Westworld Season 4 Episode 8
William (Ed Harris) was always obsessed with the creations of Robert Ford. He wasn’t exactly into the narrative, but he was in search of something else. Something deeper, something more meaningful, called to him. William knew it as the maze, and all he wanted was to find his way to the center of it any way he could. Usually, especially as he aged into the Man In Black, that meant violence. He understands violence, and he’s at home when there’s shooting, screaming, and bleeding. The guy in a black Stetson stalking through the streets of Manhattan gunning down everyone in his math might not be the same as the human, flesh-and-blood William, but as he says later in the episode, he’s just William’s impulses in an evolved body. Meat does not make a person, unless it’s the three pounds of gray matter between the ears. Or, perhaps, a little metal-looking sphere about the size of a plum.
After a fairly controversial third season, the acclaim for Westworld this season is almost universal. The mysteries are more satisfying. The storytelling is more cohesive. The plots are a little bit less linear and recapture more of the confusing, mysterious magic of the show’s impeccable, unimpeachable first season. Westworld is heading towards an endgame, and the show feels stronger and more energetic for it. Whether that endgame will unfold or not is another story; the series hasn’t officially been picked up for a fifth season, but it seems likely to happen. Even if it doesn’t, Westworld finds a satisfying way to end the season all the same while planting the seeds for a potential final game.
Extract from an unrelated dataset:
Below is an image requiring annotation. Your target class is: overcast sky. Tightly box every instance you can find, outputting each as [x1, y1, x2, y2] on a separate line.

But you can’t start a last game before you finish your current game. In this case, the game isn’t Charlotte Hale’s (Tessa Thompson) attempt to transcend her humanity, or the hosts’ attempts to enjoy their lives in the human-filled world outside of Delos parks, but William’s kind of game. It’s kill or be killed, survival of the fittest, and the only rule is the strong will survive and the weak will perish. That’s the world that Westworld plunges into in the opening moments of “Que Sera Sera,” to great effect. Blood, shooting, chaos, and a lot of very confused hosts, starting with Rebus (a returning Steven Ogg) – he doesn’t know why everything is happening, but he’s loving it, at least for a few minutes. That joy is short-lived, thanks in no small part to indiscriminate gunfire all around him and the merciless necessity of director Richard J. Lewis’s storytelling. Brutish, short, and violent is the order of the day, with emphasis on violence starting even before the Man In Black steps out of a haze of smoke with six-shooter in hand (in one of the coolest shots of all time for a show filled with cool visual moments).